Dayan Peter, Berridge Kent C
Gatsby Computational Neuroscience Unit, University College London, London, UK,
Cogn Affect Behav Neurosci. 2014 Jun;14(2):473-92. doi: 10.3758/s13415-014-0277-8.
Evidence supports at least two methods for learning about reward and punishment and making predictions for guiding actions. One method, called model-free, progressively acquires cached estimates of the long-run values of circumstances and actions from retrospective experience. The other method, called model-based, uses representations of the environment, expectations, and prospective calculations to make cognitive predictions of future value. Extensive attention has been paid to both methods in computational analyses of instrumental learning. By contrast, although a full computational analysis has been lacking, Pavlovian learning and prediction has typically been presumed to be solely model-free. Here, we revise that presumption and review compelling evidence from Pavlovian revaluation experiments showing that Pavlovian predictions can involve their own form of model-based evaluation. In model-based Pavlovian evaluation, prevailing states of the body and brain influence value computations, and thereby produce powerful incentive motivations that can sometimes be quite new. We consider the consequences of this revised Pavlovian view for the computational landscape of prediction, response, and choice. We also revisit differences between Pavlovian and instrumental learning in the control of incentive motivation.

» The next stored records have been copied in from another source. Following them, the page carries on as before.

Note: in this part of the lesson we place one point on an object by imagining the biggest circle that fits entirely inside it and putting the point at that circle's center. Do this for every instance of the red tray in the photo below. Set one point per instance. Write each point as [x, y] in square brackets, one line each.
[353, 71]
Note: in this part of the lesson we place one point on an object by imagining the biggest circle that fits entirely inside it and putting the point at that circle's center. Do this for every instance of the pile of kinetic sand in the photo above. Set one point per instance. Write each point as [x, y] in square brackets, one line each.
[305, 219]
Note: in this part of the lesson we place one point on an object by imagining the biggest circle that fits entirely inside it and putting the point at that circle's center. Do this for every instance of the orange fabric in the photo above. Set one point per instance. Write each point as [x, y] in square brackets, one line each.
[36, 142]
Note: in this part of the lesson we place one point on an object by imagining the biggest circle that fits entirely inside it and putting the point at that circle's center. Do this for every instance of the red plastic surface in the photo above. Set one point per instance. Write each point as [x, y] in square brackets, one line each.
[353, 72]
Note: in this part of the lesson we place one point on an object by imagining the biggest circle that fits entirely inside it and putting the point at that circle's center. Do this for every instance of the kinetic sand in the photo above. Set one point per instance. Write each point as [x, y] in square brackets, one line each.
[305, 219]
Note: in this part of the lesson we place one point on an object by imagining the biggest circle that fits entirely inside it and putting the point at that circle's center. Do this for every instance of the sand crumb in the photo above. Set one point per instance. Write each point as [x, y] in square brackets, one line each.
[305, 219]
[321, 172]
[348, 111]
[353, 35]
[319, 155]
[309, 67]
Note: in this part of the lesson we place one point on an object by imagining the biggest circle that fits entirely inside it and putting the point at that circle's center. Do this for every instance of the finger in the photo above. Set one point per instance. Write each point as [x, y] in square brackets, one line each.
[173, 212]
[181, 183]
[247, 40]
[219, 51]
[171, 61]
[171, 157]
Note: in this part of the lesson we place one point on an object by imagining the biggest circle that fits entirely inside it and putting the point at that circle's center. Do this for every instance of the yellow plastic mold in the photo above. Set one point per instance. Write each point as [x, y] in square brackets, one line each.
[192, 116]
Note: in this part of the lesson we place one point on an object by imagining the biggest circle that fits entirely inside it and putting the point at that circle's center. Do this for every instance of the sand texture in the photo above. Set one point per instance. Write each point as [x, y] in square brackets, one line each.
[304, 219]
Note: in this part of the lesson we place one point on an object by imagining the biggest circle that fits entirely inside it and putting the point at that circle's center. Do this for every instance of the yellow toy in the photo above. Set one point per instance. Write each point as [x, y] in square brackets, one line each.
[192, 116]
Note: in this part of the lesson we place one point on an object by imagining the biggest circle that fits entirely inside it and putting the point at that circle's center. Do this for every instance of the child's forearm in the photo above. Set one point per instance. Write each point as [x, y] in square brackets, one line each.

有证据支持至少两种了解奖励和惩罚并做出预测以指导行动的方法。一种方法称为无模型方法,它从回顾性经验中逐步获取情境和行动长期价值的缓存估计。另一种方法称为基于模型的方法,它使用环境表征、期望和前瞻性计算来对未来价值进行认知预测。在工具性学习的计算分析中,这两种方法都受到了广泛关注。相比之下,尽管缺乏全面的计算分析,但经典条件作用学习和预测通常被认为完全是无模型的。在这里,我们修正这一假设,并回顾来自经典条件作用重新评估实验的有力证据,这些证据表明经典条件作用预测可能涉及它们自己形式的基于模型的评估。在基于模型的经典条件作用评估中,身体和大脑的主导状态会影响价值计算,从而产生有时可能相当新颖的强大激励动机。我们考虑这种修正后的经典条件作用观点对预测、反应和选择的计算格局的影响。我们还重新审视了经典条件作用和工具性学习在激励动机控制方面的差异。